The terms on offer seem tantalizing. From Sports Business Daily’s article:
Promotion/relegation was the focus of a June 26 meeting at MLS’s New York office, when MP & Silva Group founding partner Riccardo Silva told a group of MLS executives and owners that he would pay $4 billion to pick up the league’s worldwide media rights — including the U.S. and Canada — for 10 years, an average of $400 million per year. That huge payout — nearly four times higher than the league takes in today for media rights — was contingent on MLS adopting a promotion/relegation system with MLS, NASL and USL. MP & Silva then would have turned around and sold those rights to TV companies in the U.S. and around the world.
Again, because MLS is apparently precluded from any negotiations on its rights deal at this time, we have to look at the motivations behind making the offer to find the interesting parts.
In one sense, this could be seen as a smart way for Silva to get Miami FC into the big leagues. Right now, MLS charges its new franchises about $150 million in expansion fees for the right to enter America’s top soccer league. By setting up promotion and relegation, Silva could not only circumvent that fee by opening up access to MLS through promotion, but also could in theory wind up making lots of money on the deal by selling the rights off to media broadcast companies for a profit. And once in the league, which presumably would no longer be salary capped in a promotion-relegation world, Miami FC could be free to spend as much as it wanted in an effort to build a true world power should ownership push for it, making the team even more alluring then than it would be if it were to gain entry into the current version of MLS.
While it’s difficult to imagine the sports rights bubble continuing to expand by the time 2023 rolls around and MLS has to renegotiate its contracts, because the league has such high growth potential, MP & Silva would be betting that increased fandom and interest in the U.S. and beyond in the league would make the $4 billion over 10 years more than worth it. And, as Silva sees it, promotion and relegation would greatly accelerate this growth process:
In the letter [to MLS commissioner Don Garber and team owners], Silva cited the viewpoint that promotion/relegation tends to drive fan interest among teams in the bottom of the standings, as they fight to keep from getting relegated.
“I believe that MLS would be the major beneficiaries of an open, meritocratic system because it would stimulate greater fan interest, excitement, quality and engagement in the domestic game,” Silva wrote. “As a result, greater commercial revenues would flow not just to MLS and MLS club owners but also to all tiers of the U.S. soccer pyramid.”

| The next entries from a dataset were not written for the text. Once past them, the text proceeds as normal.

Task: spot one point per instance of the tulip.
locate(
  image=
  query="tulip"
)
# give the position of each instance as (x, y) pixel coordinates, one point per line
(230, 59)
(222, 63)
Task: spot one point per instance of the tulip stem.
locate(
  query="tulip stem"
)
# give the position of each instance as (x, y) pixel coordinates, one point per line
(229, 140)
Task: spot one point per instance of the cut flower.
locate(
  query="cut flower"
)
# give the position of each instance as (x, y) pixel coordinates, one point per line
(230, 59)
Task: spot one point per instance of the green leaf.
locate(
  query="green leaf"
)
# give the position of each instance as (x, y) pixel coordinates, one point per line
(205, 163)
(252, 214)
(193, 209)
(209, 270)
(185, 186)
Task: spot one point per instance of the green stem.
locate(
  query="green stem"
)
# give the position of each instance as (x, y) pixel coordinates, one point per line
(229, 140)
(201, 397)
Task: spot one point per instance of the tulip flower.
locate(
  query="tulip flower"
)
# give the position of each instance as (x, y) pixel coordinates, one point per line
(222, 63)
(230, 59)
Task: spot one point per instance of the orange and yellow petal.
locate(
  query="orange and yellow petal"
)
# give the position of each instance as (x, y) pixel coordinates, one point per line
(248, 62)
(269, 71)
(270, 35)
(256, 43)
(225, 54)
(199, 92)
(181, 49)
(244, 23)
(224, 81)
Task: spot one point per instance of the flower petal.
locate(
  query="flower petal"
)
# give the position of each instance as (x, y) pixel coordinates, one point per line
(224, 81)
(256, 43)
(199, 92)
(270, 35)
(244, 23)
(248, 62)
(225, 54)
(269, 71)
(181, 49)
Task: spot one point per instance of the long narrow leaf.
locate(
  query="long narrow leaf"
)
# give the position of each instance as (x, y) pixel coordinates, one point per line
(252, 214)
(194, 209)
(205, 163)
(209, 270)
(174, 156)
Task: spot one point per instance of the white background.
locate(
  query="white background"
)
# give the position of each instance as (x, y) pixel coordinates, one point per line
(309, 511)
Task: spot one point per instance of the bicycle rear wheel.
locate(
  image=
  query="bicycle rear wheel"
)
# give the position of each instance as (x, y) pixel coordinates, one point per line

For those of us who can see the myriad ways soccer in America would benefit from promotion and relegation, this proposal is an intriguing look on how it might one day come about. If MLS has intentionally set up its protectionist closed system in service of the greed of its owners, maybe the best way to get the league to do what’s best for the sport would be to appeal to that same sense of avarice by buying away the owners’ objections to promotion and relegation. After all, the best hope for getting promotion and relegation is for someone to convince either MLS or U.S. Soccer that razing the current system in favor of the one everyone else uses really is in the best interests of American soccer, from both the financial and sporting perspectives. This MP & Silva strategy appears to be a promising attempt at doing just that. Maybe by 2023 MLS will have seen the light too and might be willing to finally turn MLS into a real soccer league.